Unlike many active ace-spectrum bloggers, I am currently not a formal student or affiliated with any institution of higher learning, but I too was once a college student.
One of the last courses I took was ‘Intro to Gerontology’. Sexuality is part of the lives of old people, and there was an entire lesson dedicated to this. Furthermore, the professor himself was gay and also taught some human sexuality classes.
Now, in the United States, it’s assumed that old people, particularly old women, don’t have sex lives or sexual feelings, so I understand why much of the lesson was about countering this myth. However, I did mind one of the phrases put in big letters in the presentation – ‘All old people are sexual beings’. I minded this so much that I raised my hand, and voiced my objection out loud. I said something like this:
“Excuse me, I’m asexual, so if you say all old people are sexual beings, aren’t you saying that I’m going to become sexual if I grow old?”

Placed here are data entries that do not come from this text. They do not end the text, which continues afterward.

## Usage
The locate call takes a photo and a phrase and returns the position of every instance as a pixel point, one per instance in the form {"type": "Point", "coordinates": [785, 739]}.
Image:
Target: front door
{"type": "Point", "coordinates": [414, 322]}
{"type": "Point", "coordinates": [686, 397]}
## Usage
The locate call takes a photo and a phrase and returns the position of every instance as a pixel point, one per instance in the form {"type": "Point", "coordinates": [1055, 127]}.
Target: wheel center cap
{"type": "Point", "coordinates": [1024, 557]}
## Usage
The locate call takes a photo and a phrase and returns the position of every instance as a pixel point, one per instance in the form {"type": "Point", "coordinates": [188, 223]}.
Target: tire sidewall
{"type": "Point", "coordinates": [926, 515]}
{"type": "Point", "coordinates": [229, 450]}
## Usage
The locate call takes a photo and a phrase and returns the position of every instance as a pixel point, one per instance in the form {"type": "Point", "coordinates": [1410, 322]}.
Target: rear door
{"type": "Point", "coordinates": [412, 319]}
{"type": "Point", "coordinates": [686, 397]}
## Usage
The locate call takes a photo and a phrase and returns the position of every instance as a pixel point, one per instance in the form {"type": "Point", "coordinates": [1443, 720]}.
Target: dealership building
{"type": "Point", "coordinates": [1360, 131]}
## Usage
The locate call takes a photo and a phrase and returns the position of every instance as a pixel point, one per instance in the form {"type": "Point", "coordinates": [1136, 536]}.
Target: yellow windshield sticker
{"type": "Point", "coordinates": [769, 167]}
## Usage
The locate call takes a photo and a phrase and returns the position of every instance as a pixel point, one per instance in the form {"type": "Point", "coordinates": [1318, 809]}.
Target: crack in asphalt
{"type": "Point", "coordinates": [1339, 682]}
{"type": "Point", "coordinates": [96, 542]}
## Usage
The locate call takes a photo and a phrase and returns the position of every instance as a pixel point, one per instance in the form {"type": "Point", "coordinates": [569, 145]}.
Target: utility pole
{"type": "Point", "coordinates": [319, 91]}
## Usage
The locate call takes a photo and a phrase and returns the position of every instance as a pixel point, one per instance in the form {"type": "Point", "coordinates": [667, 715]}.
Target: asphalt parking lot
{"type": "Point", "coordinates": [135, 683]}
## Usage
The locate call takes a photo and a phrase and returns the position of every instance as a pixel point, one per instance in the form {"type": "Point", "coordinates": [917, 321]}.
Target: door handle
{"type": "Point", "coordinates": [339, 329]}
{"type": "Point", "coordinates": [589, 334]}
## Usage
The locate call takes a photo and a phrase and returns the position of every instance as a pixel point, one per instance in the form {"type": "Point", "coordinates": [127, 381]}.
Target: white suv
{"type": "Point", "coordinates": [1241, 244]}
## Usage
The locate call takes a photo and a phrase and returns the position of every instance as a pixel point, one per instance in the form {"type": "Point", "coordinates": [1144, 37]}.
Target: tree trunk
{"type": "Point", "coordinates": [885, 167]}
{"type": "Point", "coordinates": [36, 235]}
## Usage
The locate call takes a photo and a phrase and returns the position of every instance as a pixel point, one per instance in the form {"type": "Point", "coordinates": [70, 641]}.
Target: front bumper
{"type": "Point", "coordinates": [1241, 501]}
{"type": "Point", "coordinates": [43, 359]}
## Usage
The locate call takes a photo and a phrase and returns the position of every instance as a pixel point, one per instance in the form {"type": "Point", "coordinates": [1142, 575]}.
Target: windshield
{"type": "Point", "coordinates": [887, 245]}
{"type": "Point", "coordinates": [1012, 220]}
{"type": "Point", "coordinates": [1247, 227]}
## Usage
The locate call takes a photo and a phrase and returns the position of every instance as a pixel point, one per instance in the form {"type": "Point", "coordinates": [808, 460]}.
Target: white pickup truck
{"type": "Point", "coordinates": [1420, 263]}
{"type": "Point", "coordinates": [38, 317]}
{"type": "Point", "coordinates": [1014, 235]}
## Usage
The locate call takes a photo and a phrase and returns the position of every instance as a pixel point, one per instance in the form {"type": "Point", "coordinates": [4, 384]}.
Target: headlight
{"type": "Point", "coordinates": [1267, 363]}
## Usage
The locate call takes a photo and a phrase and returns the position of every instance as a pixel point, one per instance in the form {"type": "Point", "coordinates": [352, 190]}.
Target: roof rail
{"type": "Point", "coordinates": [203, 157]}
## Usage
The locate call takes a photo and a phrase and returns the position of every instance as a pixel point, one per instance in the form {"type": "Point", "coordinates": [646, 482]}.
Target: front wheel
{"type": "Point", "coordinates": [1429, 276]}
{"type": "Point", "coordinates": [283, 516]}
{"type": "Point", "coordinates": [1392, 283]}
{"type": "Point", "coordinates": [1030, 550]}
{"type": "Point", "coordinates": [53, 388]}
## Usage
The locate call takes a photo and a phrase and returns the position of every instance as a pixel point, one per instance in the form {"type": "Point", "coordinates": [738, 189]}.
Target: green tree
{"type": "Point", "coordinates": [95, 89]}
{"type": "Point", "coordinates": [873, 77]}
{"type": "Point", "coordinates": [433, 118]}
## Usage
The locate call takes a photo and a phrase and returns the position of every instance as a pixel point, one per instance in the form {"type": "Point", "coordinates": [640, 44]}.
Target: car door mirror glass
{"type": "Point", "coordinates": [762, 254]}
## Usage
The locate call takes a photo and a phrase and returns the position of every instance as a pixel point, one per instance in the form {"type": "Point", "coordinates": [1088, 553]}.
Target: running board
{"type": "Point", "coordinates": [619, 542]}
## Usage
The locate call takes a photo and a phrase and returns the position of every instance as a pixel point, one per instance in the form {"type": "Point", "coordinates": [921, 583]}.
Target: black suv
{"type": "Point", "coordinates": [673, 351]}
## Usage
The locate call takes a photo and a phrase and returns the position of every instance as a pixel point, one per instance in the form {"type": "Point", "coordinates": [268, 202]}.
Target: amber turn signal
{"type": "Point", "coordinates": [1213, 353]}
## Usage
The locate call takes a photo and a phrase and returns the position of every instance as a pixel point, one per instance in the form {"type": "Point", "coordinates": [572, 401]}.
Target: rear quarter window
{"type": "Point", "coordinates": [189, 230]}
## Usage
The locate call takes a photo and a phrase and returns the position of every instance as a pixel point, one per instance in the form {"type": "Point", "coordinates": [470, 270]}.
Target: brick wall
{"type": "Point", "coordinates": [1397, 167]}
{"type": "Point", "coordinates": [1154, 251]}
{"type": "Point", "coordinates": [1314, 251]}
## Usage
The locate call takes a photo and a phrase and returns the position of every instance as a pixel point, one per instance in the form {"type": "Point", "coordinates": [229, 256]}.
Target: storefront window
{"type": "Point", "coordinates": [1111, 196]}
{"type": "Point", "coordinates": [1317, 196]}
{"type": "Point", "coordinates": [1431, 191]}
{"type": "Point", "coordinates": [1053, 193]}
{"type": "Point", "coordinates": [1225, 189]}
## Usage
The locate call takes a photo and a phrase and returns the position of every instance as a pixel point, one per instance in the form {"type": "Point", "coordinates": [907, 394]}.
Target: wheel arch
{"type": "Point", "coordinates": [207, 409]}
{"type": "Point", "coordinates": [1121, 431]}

This, by the way, is the only time I have outed myself as asexual to a group of strangers offline.
This sparked a bit of discussion among my classmates, though I don’t remember most of the comments clearly. The professor’s response was ‘I need to think about this,’ which I think was the best response he could have made – since he was in the middle of teaching a class, I wouldn’t expect him to change his worldview immediately.
After class, I went to him, and he thanked me for my comment, and I pointed out some asexuality blogs where he could learn more. At the next class, he thanked me publicly, saying that I had given him something to think about.
Most of my classmates said nothing about this, but the ones who did say something mostly had a positive attitude about this. In fact, based on what I heard, my comment about asexuality was one of the most memorable moments of that lesson.
I don’t know if the professor ever changed his lesson on sexuality-of-older-people to reflect asexuality, and I don’t know if this has influenced the way he teaches his human sexuality classes. However, at the very least, all of the 40 or so students in the classroom knew that they had encountered someone who identified as ace, and hopefully, if they ever encounter asexuality again, they will consider to be real thing associated with real people.
It’s often intimidating to speak up, and the cost-benefit analysis can favor remaining silent sometimes. But I think I tend to underestimate the benefit of speaking up, on asexuality and other issues. When I have mustered the courage to speak up in public about an issue I care about in the fact of somebody who takes a different position, I’ve usually been surprised as how many people, publicly or privately, thank me for it.